Many people, fans and critics alike, were anxious to see how Drake would come back with his new album, Nothing Was The Same. After receiving projects like Yeezus, My Name Is My Name, and Magna Carta Holy Grail all claiming to be the best body of work in 2013, we, myself included, didn’t know how Drake would add to the pot. NWTS was in all forms a progressive album for Drake, taking all the braggadocio raps he was known for and adding a darker sense to it. Yeah, he was a tad emo. It’s Drake, he’s synonymous with being emo. But it wasn’t “Marvin’s Room” emo, it didn’t make you want to crawl in a corner with a bottle of Moscato thinking about “#Her”. On the contrary, it made you embrace your inner part time simp. And while many people swore the album was missing that one club banger, that one song that would ring off in the party, we looked up and “Worst Behavior” had us standing on couches screaming how no one supported us from the get-go. In my opinion, from top to bottom, Nothing Was The Same was the album of the year, but even in that sense, I wasn’t ready to give the year to “One Take Drake.” And then, “We Made It” dropped.
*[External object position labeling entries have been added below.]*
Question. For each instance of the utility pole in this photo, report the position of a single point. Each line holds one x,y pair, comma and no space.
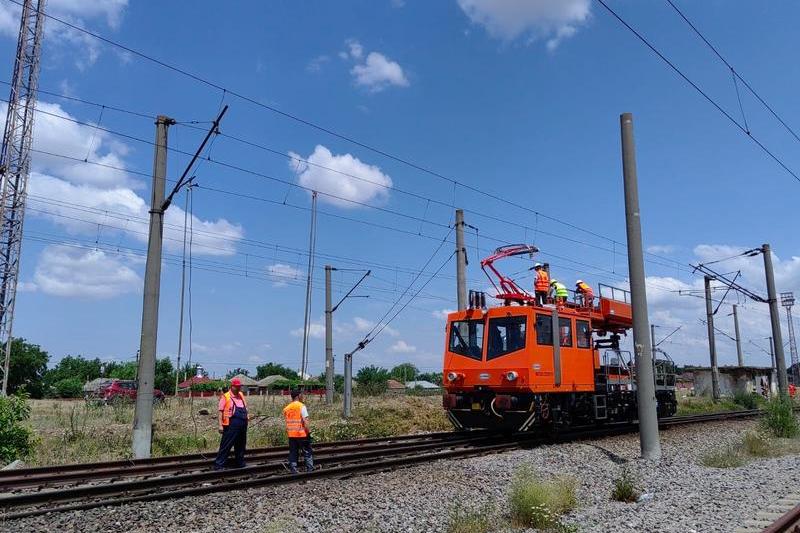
774,316
461,261
712,346
348,384
645,382
312,239
143,417
739,354
328,338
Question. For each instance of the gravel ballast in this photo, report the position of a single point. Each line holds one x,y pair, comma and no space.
682,496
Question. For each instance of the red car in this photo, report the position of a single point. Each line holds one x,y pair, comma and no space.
125,390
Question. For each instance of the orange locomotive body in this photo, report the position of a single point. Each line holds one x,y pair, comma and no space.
521,365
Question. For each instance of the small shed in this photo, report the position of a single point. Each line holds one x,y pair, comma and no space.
421,384
249,385
395,387
737,379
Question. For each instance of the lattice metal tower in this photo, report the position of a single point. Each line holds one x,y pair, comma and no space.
787,300
15,158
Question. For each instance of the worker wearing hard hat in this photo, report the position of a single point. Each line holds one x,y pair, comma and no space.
541,285
560,292
296,416
584,290
233,419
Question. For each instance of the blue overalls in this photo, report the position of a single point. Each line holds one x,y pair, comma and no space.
233,436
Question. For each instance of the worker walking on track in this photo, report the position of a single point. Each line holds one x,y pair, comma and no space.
541,284
560,292
233,419
585,291
299,433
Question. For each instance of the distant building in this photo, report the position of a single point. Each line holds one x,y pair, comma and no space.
733,379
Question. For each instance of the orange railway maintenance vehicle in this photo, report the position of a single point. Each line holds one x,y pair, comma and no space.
520,366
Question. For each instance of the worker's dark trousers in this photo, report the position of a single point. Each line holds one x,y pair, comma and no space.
233,436
296,445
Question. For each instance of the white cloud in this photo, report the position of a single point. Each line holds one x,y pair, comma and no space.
402,346
329,173
79,196
77,12
73,272
374,71
663,249
379,72
281,274
550,20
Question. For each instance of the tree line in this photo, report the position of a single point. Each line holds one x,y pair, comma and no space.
29,372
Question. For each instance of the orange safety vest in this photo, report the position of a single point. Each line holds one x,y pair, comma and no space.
585,289
227,410
542,283
293,413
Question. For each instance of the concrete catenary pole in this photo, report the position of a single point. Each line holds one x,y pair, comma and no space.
739,354
328,338
461,261
774,316
712,345
645,383
143,416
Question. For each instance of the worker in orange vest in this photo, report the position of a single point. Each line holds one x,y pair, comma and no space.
299,433
541,284
233,420
585,291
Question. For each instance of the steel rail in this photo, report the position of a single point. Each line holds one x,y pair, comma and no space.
102,472
126,463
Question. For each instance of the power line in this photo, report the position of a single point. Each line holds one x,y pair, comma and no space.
698,89
311,124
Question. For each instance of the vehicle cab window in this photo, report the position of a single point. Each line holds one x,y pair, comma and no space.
466,338
565,331
506,335
583,333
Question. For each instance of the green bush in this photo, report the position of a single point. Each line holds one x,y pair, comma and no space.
756,444
748,400
779,419
625,488
16,440
537,503
69,388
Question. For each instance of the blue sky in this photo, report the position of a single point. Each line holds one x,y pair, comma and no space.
517,99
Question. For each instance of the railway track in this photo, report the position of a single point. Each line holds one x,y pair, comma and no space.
36,491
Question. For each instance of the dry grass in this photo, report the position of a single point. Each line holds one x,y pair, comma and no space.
71,431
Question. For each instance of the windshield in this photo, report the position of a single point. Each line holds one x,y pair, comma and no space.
466,338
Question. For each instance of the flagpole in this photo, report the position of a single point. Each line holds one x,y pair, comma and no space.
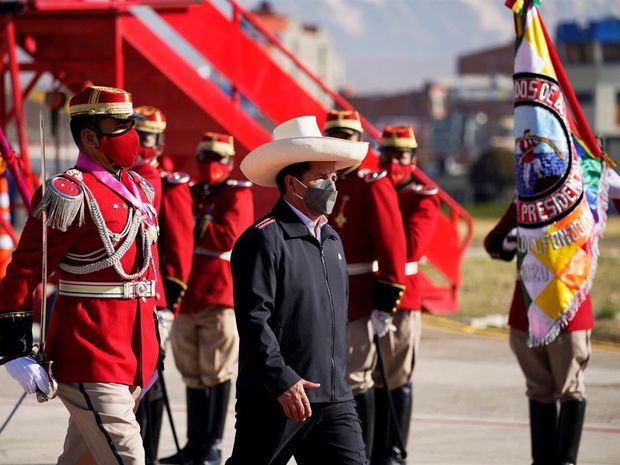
569,93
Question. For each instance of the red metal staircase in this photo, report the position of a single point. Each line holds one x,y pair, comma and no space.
207,71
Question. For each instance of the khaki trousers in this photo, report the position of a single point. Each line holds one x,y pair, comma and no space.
555,371
398,349
205,346
102,424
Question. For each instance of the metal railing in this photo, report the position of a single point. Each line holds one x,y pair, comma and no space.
456,211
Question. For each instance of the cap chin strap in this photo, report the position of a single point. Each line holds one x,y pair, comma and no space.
349,170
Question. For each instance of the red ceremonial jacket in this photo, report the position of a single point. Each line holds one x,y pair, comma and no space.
89,339
176,225
517,318
173,202
222,213
368,219
420,208
151,174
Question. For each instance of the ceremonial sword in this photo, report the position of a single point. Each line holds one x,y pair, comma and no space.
40,355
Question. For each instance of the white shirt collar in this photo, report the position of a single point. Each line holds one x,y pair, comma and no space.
314,227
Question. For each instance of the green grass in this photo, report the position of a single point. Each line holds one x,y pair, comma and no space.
487,284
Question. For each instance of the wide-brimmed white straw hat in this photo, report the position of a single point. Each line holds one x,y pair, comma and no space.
295,141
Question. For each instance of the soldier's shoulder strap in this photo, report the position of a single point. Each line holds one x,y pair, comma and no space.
144,184
426,190
177,177
238,183
265,222
63,201
372,176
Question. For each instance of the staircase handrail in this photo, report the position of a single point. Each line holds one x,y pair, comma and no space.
238,10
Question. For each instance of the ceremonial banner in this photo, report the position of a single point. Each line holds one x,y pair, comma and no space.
561,182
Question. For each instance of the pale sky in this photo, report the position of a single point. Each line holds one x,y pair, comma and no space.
391,45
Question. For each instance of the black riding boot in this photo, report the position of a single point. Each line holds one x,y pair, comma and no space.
570,425
197,428
386,448
543,421
149,416
218,407
366,411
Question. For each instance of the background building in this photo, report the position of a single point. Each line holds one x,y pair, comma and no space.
591,57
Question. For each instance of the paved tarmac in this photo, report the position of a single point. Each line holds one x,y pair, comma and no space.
469,409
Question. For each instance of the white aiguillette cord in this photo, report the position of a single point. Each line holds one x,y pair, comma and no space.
42,397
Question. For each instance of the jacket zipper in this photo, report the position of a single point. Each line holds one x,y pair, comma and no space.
331,301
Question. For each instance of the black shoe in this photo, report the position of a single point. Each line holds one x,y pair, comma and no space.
365,406
543,421
197,428
570,425
386,446
218,409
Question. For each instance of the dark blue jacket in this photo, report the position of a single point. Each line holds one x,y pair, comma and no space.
291,297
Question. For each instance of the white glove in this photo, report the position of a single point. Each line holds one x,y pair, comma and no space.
165,318
509,244
29,374
613,179
381,322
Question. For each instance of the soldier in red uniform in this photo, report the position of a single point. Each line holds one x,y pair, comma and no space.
101,242
173,203
419,206
204,335
554,372
367,218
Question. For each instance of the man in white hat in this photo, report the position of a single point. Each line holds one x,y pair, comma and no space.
290,289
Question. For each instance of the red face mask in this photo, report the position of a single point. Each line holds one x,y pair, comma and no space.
122,149
397,173
145,155
213,172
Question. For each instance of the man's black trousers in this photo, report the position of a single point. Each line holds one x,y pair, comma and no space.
264,436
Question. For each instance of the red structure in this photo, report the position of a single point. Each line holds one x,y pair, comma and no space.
206,70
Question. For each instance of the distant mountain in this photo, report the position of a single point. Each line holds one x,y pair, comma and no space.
390,45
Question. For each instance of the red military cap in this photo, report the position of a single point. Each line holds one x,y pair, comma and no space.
102,101
154,121
343,120
401,137
223,144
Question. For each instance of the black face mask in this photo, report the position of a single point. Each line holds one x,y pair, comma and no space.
320,198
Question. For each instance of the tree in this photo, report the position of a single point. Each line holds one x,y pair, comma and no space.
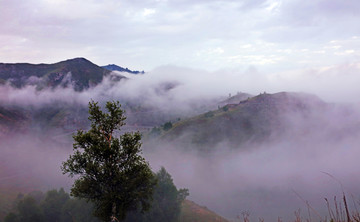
166,205
111,171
First off, I’m not sure what Southwest Atlanta swap meet Drake found Soulja Boy at, but I’m glad he did. I could picture Soulja in the booth talking off beat ON PURPOSE. I’m not sure if he listened to an audio book of Birdman’s “How To Talk That Talk On A Record” before laying his verse, but from that point on, every time I heard the song, it made me think back on the year that was and how I could look in the mirror and say, “N*gga, we made it!” But then I wondered why. Why would an artist wait literally to the end of the year to drop some heat like “We Made It” (and “Trophies,” who’s CDQ version hit the internet at press time)? It’s clear: why run the ball into the new year when you could go for it all on first down? It’s the reason why they have closers in baseball, and why they get paid as much as they do. By dropping these songs, Drake not only closes out the year with a bang, but he sets himself up for a run in first quarter 2014. Prior planning and preparation, to say the least. And yes, 2014 is going to see a surge from a lot of artists, potentially a new Kendrick album, a new Kanye album, and who knows what Hov is going to do. But I can say this: 2013 belonged to October’s Very Own. So congrats, Drake. Take your victory lap. And enjoy all those fixins’.